Antonio D’Enrico, meglio conosciuto con il patronimico “Tanzio”, viene indicato con un nomignolo che deriva, probabilmente, dal dialetto di Alagna: “Anz” identifica il nome italiano “Giovanni”, ovvero il nome di suo padre. Della formazione giovanile, precedente al viaggio a Roma del 1600, sappiamo poco. Possiamo ipotizzare che, essendo l’ultimo di sette fratelli, sia stato seguito dal fratello maggiore Giovanni e iniziato prima all’arte scultorea e, in un secondo tempo, a quella pittorica.

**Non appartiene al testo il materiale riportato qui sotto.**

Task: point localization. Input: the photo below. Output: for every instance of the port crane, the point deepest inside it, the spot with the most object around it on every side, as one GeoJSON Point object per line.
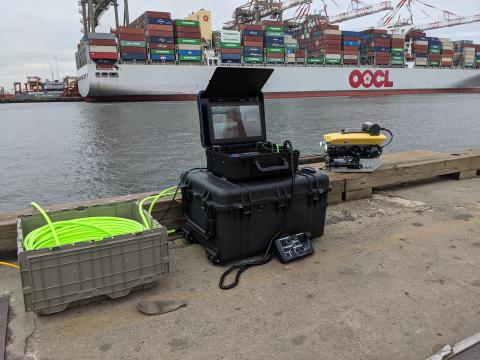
{"type": "Point", "coordinates": [92, 10]}
{"type": "Point", "coordinates": [256, 10]}
{"type": "Point", "coordinates": [358, 9]}
{"type": "Point", "coordinates": [450, 19]}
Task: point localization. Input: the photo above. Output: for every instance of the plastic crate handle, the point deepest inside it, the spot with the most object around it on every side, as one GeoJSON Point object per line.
{"type": "Point", "coordinates": [274, 168]}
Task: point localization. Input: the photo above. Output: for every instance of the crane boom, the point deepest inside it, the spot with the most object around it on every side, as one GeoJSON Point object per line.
{"type": "Point", "coordinates": [448, 23]}
{"type": "Point", "coordinates": [367, 10]}
{"type": "Point", "coordinates": [255, 10]}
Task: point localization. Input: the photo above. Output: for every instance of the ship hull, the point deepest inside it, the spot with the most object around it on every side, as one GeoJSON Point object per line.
{"type": "Point", "coordinates": [139, 82]}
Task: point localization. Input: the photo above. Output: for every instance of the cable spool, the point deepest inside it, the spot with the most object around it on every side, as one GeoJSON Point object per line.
{"type": "Point", "coordinates": [68, 232]}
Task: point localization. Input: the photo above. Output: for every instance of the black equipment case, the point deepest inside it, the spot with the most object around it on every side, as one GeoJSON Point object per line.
{"type": "Point", "coordinates": [237, 220]}
{"type": "Point", "coordinates": [245, 155]}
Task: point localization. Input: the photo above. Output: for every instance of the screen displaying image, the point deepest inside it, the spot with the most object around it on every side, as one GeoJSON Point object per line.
{"type": "Point", "coordinates": [236, 121]}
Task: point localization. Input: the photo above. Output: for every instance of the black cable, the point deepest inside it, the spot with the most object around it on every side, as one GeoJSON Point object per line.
{"type": "Point", "coordinates": [268, 255]}
{"type": "Point", "coordinates": [176, 191]}
{"type": "Point", "coordinates": [391, 136]}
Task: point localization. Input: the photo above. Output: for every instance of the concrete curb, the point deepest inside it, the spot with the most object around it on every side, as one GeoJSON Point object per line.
{"type": "Point", "coordinates": [447, 352]}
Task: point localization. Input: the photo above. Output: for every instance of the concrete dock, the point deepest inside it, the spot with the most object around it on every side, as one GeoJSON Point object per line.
{"type": "Point", "coordinates": [395, 276]}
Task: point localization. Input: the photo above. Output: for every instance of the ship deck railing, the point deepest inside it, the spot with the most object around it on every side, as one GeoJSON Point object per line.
{"type": "Point", "coordinates": [264, 64]}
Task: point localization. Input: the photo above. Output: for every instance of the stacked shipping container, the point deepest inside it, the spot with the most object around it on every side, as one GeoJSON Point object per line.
{"type": "Point", "coordinates": [434, 52]}
{"type": "Point", "coordinates": [252, 40]}
{"type": "Point", "coordinates": [188, 40]}
{"type": "Point", "coordinates": [132, 44]}
{"type": "Point", "coordinates": [274, 34]}
{"type": "Point", "coordinates": [447, 53]}
{"type": "Point", "coordinates": [324, 45]}
{"type": "Point", "coordinates": [376, 47]}
{"type": "Point", "coordinates": [397, 49]}
{"type": "Point", "coordinates": [158, 35]}
{"type": "Point", "coordinates": [291, 46]}
{"type": "Point", "coordinates": [477, 56]}
{"type": "Point", "coordinates": [465, 53]}
{"type": "Point", "coordinates": [230, 46]}
{"type": "Point", "coordinates": [103, 49]}
{"type": "Point", "coordinates": [350, 47]}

Certo è che, nell’anno del Giubileo, partì per la capitale e conobbe le opere di Caravaggio e di altri caravaggeschi (come Serodine, Gentileschi) che entreranno a far parte del suo modo di dipingere, tanto da fruttargli l’appellativo di “Caravaggio delle Alpi”. In Italia centrale Tanzio rimarrà una quindicina di anni circa. Tornato in Valsesia, si occupò intensamente di opere nelle quali il suo stile, di un verismo vigoroso, si coniuga a un’indagine cruda della miseria umana.
La sua acuta personalizzazione caravaggesca nel ritrarre il dato reale rivela un’inclinazione verso il secondo manierismo lombardo-piemontese dei contemporanei lombardi (Cerano, Morazzone, Procaccini). Si spense a soli 58 anni, nel 1633, nel convento di Santa Maria delle Grazie a Varallo.